Stumbling and Mumbling

Expertise in politics

chris dillow
Publish date: Wed, 09 Mar 2016, 01:25 PM
chris dillow
0 2,773
An extremist, not a fanatic

Does the UK have the intellectual resources to take big policy decisions? I ask because of the reaction to Mark Carney's evidence on Brexit to the TSC yesterday. Although his claim that Brexit would increase uncertainty is shared by most economists, Peter Bone (1'21" in) and - more coherently - Tony Yates say he should wind his neck in.

This, though, runs into a problem. The Bank has the biggest collection of macroeconomic experts in the country. The Brexit debate - which is of pitifully low quality anyway - could only be improved by their involvement.
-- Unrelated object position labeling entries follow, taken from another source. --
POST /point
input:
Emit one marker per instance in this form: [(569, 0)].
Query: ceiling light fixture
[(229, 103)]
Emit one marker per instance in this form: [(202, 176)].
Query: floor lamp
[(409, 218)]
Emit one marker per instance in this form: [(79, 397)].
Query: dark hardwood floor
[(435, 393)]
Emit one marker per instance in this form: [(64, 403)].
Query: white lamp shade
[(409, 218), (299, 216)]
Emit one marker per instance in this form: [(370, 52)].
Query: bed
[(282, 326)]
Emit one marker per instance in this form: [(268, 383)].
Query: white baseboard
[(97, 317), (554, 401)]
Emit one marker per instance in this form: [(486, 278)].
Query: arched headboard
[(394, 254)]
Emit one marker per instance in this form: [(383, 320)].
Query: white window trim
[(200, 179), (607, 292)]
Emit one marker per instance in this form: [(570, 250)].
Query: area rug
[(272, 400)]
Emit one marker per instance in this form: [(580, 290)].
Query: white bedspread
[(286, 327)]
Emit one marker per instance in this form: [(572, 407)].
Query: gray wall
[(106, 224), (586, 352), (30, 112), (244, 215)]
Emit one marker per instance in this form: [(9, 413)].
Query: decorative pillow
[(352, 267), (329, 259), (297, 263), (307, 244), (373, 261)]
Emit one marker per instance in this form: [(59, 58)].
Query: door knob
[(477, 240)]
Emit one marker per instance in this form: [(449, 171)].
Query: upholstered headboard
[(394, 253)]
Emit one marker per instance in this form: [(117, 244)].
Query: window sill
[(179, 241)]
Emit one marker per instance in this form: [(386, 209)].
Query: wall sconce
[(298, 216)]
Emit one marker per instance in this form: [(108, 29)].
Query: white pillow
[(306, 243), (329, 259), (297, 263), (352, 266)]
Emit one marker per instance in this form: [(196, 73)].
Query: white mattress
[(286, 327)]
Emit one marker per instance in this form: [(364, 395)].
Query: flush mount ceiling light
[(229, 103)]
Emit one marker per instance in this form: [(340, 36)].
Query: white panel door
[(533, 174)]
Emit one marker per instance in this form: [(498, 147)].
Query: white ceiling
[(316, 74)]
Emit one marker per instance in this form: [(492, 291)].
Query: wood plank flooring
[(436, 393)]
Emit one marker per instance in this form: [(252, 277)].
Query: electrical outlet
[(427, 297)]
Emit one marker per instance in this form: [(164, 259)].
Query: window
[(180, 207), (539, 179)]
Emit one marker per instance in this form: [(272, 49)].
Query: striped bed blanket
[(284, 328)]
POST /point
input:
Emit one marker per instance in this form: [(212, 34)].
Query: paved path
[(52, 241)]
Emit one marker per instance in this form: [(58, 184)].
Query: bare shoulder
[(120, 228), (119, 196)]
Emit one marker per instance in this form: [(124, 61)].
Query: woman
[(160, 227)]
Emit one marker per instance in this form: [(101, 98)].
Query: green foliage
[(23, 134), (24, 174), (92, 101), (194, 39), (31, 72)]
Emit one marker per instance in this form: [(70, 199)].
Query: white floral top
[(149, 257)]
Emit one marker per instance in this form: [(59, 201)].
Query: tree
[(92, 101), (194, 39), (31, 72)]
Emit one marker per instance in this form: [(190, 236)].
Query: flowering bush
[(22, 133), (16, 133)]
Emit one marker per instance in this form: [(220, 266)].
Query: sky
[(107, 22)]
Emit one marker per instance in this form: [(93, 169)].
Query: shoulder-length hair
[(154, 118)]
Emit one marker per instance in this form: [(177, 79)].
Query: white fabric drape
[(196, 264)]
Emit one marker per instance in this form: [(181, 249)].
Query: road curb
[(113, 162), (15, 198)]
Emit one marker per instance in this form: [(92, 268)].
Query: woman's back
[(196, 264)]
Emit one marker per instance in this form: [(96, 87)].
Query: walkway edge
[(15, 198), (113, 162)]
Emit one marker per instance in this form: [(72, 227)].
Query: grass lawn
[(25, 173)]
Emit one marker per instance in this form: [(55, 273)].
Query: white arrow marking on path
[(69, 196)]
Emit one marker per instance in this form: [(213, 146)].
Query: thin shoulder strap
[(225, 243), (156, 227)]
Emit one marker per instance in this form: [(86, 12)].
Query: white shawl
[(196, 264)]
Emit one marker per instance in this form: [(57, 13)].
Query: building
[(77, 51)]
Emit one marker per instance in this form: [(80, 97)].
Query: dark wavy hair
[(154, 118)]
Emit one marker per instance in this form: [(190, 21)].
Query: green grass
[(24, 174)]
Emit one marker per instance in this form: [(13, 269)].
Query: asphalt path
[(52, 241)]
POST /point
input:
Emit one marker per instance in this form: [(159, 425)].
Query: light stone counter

This is especially worrying because there are so few other informed voices. Many academic economists are too busy wrestling with managerialism and publication targets to play a role. Many of the better think tanks have a low profile. The state of Britain's "public intellectuals" was summed up by Prospect magazine's survey revealing that Russell Brand was voted the UK's top "world thinker". And as for the media...

Worse still, the government is doing nothing to change this. If it wanted an informed debate about Brexit, it could have followed the example of Gordon Brown in the early 00s who commissioned weighty academic papers on whether the UK should join the euro*. But it hasn't. Worse still, the absurd proposal to ban academics from lobbying might already be having a silencing effect.

Now, none of this is to say that Brexit necessarily should be judged on solely technocratic grounds. Steve is right to say that technocrats have their limits:

Wonks are the help. The role of the democratic process is to adjudicate interests and values. Wonks get a vote just like everyone else, but expertise on technocratic matters ought not translate to any deference on interests and values. If your theory of democracy is that informed citizens ought to cast votes based on the best social science, you have no theory of democracy at all.

But I fear that, in this case, we have the opposite problem: an under-use of wonks, rather than an over-use. This poses the risk that, whichever way the Brexit referendum goes, voters might be unpleasantly and unnecessarily surprised by what they get.

Luckily, I suspect that this risk is small: the stakes might - ultimately - be lower than people think. But if I'm right, this owes nothing to our political culture.

Underling the Brexit debate, therefore, is what might be a more important set of issues: what role should expertise play in politics? How best can that expertise be used? These issues, though, are being ignored. Which, of course, suits charlatans and third-raters perfectly well.

* Yes, he did so for support rather than illumination - but my point holds.